When Baby is Allergic to the Family Pet
The decision to keep or remove pets after diagnosis
Testing for Pet Allergies
Itchy and watery eyes, a stuffy or runny nose, sneezing and wheezing all add up to one miserable baby. More than likely, this miserable child suffers from allergies. For some children, allergic reactions are caused by trees, mold, and food. For others, the culprit is the family pet.
Each year, hoards of children are subject to allergy testing. The two most common methods of testing children are the skin prick test and the Radioallergosorbent (RAST) test. During the skin prick test, tiny drops of common allergens are placed on your baby’s back, which is then lightly pricked or scratched. The area is then observed for a reaction. Results are available in about 15 minutes. The RAST is a blood test, which checks for antibodies against suspected allergens. It typically takes a few weeks to obtain results from the RAST.

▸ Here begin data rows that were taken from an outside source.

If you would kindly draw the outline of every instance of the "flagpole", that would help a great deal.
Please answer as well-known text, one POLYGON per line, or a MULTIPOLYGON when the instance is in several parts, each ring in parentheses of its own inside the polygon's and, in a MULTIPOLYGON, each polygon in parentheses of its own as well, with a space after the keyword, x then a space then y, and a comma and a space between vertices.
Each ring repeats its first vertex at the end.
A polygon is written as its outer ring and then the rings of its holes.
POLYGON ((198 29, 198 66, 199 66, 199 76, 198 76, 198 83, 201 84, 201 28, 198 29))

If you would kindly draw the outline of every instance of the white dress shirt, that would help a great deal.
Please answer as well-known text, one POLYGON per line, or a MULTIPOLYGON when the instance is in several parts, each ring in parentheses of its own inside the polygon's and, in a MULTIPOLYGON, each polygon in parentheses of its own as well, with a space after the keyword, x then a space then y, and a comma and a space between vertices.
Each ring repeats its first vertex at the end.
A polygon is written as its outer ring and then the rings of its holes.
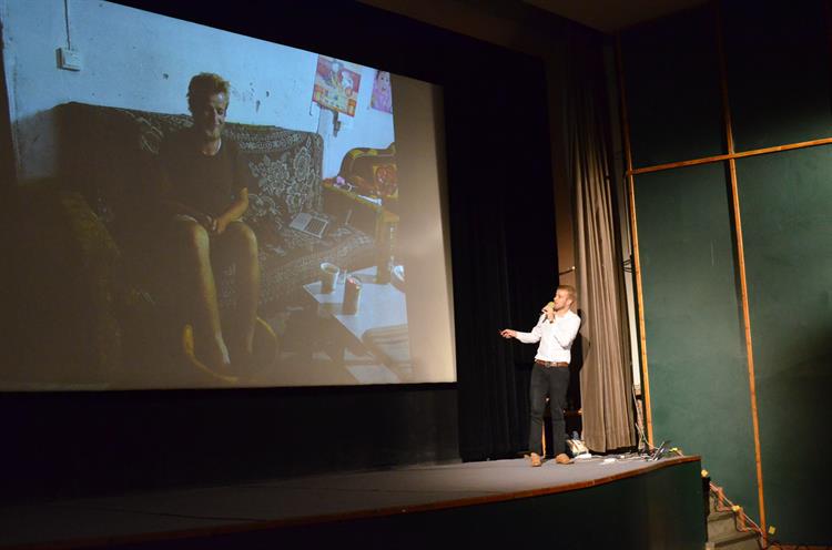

There’s no age limit on allergy testing, says Dr. Sherwin Gillman, clinical professor of pediatrics and allergy at the University of California, Irvine. “The definition of when testing should be done is really a definition of when the symptoms are present,” he says. A baby can be tested as soon as it becomes necessary.
For animal owners, when the test results are positive for pet allergies, life as they know it comes to a screeching halt.
Elissa Sonnenberg, of Cincinnati, Ohio, watched her oldest son go through a three-hour skin prick test to determine the source of his allergies. “Do you have pets?” the allergist asked. “We don’t,” said Sonnenberg. “Don’t get any,” she was told.
It seems like a simple solution. But by the time an allergy is detected, pets may already be full-fledged members of the family. “By the time we knew it was the animals making [my daughter] sick, we had a dog, two cats, a hamster, and a rabbit,” says Jess Boetig, a mom from Philadelphia, Pennsylvania. Because of the number of animals and the severity of the allergy, her family needed to find new homes for the pets. “It was really hard on us,” says Boetig. “We knew it was necessary, but it was still hard.”